En 1990, mon activité de consultance ayant fait de moi un expatrié de l'intérieur, je me fis attribuer un portable de fonction...La masse en était coquette, l'écran bas de plafond – une douzaine de lignes – les batteries éphémères mais je réappris en sa compagnie le charme de la production du texte prêt à diffuser.

En 1992, par conviction un peu idéologique et par praticité graphique, je me décidai à accompagner l'évolution des gammes Mac, tant pour les postes fixes que pour les portables.

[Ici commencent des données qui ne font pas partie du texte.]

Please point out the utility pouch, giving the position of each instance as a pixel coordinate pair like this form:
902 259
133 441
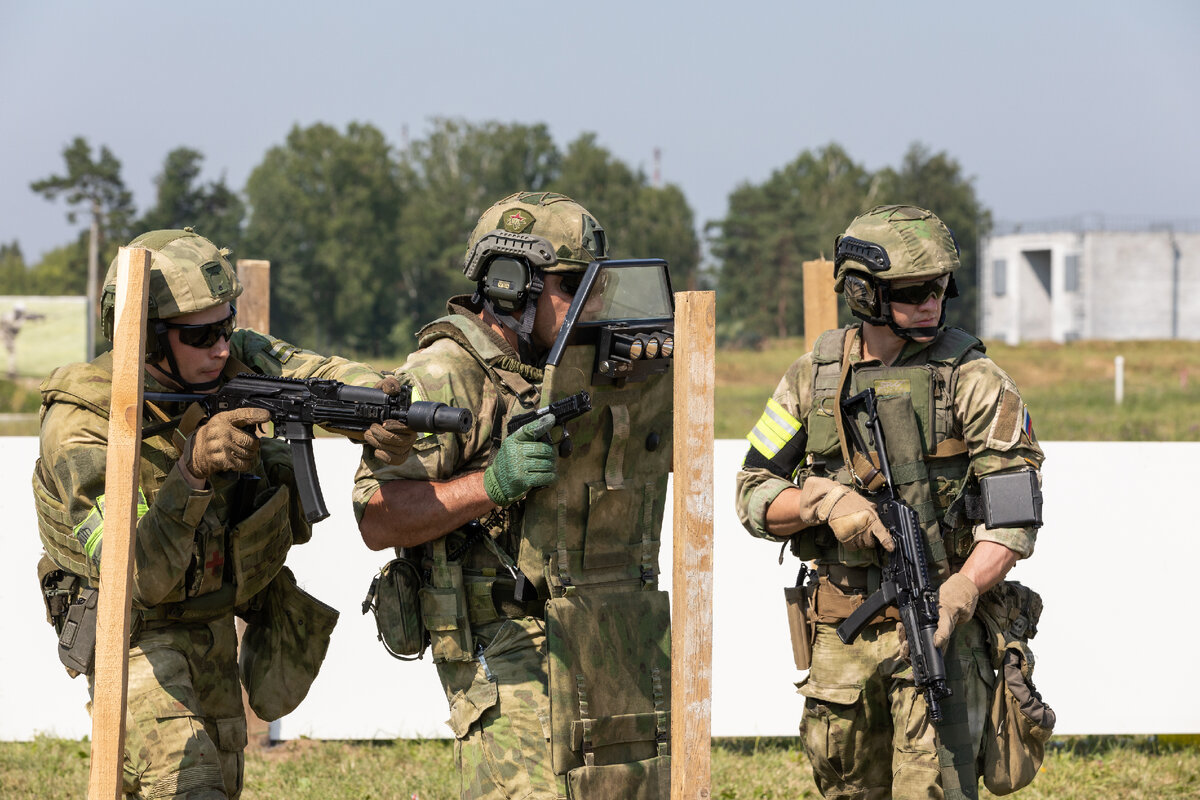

Las, en 1997,  devant les difficultés de communication avec les machines de mes clients, du fait de la délicate compatibilité des formats de fichier, mes mœurs se relâchèrent et je me mis à vivre à voile et à vapeur, sacrifiant à l'emploi du système d'exploitation de Microsoft, pâle et malhabile décalque de elui de la marque à la pomme.

En ce moment la majeure partie de ma production écrite, tant épistolaire avec le recours aux courriels que littéraire avec les ressources des traitements de texte et l'habitude prise de composer directement en code html les pages de ce site et celles du blogue associé, est claviérisée.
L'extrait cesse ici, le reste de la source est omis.